We'll never quite know for sure, of course, how much his views have changed.

Even if he has changed, does it matter?

While it is true that Yale does not reject qualified applicants on the basis of their beliefs, this man went beyond beliefs. He did not just think or speak these thoughts. True, he does not seem to be guilty of actively perpetrating these horrors, but he served in an official capacity in one of the worst regimes in the world's history.

Assuming for a minute, that his prior work history should not be a barrier, the question becomes whether or not he really is so exceptional that he merits admission to one of the world's most selective universities in the world.

Academically, he seems to struggle with his classes in his special program. He does okay, but most work extremely hard to earn satisfactory grades in a class that he really should excel in:

And all the young minds around him were so fresh, it was daunting sometimes, people who looked as if they were hardly paying attention in class blazed through their exams. [...] He was happy about his grades after the fall-term finals. He had a 3.33 G.P.A. He had done better than he thought in Managing the Global City and worse than he expected in Terrorism: Past, Present and Future.

Keep in mind this is as a special student in a non-degree program--not as a regular student. Decent, but not Yale's usual caliber.

Academics isn't everything, however. Diversity of experience and ideas is an important part of college. However, this student tries to avoid discussing his experiences openly with his classmates. Who could blame him?

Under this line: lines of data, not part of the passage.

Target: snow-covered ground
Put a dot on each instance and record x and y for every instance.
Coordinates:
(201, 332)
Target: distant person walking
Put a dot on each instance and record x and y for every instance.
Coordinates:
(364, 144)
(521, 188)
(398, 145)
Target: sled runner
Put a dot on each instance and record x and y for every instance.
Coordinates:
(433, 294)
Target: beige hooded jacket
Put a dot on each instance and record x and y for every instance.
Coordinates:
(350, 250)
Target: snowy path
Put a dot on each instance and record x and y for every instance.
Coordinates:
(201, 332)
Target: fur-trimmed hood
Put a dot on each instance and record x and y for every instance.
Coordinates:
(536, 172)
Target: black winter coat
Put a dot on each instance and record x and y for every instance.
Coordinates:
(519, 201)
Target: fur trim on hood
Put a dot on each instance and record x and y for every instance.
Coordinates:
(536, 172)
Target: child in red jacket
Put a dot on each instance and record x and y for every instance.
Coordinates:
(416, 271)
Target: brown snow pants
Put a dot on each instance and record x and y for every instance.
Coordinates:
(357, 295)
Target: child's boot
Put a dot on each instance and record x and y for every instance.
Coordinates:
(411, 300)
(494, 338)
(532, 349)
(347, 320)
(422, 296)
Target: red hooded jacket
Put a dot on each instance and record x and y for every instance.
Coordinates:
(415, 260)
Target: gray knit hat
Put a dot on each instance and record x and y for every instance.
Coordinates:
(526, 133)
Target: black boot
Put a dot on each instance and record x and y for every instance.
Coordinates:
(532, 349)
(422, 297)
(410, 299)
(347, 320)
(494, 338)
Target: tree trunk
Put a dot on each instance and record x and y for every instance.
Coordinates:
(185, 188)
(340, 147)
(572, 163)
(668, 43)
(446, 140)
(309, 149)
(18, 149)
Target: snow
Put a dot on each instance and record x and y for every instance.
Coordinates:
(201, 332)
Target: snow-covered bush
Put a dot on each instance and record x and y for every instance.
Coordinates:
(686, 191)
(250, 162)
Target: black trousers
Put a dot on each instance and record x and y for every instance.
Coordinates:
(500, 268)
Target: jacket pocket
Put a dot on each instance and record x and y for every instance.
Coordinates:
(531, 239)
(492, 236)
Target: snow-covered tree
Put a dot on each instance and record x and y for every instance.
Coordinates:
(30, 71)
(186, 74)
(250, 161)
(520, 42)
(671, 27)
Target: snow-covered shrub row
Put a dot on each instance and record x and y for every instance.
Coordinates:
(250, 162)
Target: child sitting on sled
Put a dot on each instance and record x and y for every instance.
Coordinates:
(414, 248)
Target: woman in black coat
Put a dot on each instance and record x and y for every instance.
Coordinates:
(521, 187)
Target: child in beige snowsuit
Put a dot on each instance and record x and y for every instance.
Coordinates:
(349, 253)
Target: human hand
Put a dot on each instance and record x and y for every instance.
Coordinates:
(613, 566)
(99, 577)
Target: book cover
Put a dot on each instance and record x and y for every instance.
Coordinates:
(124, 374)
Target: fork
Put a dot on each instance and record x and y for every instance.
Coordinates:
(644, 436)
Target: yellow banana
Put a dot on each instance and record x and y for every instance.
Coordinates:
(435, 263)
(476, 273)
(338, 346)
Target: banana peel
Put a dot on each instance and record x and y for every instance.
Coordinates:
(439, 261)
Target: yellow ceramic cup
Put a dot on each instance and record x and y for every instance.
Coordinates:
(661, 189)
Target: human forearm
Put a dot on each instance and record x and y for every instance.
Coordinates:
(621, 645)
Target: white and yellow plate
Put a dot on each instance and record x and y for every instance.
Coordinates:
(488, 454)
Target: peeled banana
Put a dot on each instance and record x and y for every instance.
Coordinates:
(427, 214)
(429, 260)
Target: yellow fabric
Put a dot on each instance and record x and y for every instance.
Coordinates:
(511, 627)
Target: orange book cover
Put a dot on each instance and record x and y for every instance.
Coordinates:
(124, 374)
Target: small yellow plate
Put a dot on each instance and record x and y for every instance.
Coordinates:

At the same time, if he wins admission based on the idea that he will share this experience, that does not seem to be the case.

The Yale Daily News columnist suggests that perhaps the Yale experience will liberalize Rahmatullah Hashemi and that he will bring this experience to bear when he returns to participate in a newly democratic Afghanistan.

Perhaps, but aren't there any future Afghani leaders who are not tainted with a connection to the Taliban?

We may forgive those who were caught up in the spirit of a reprehensible regime, but we must never forget that there were always those who resisted.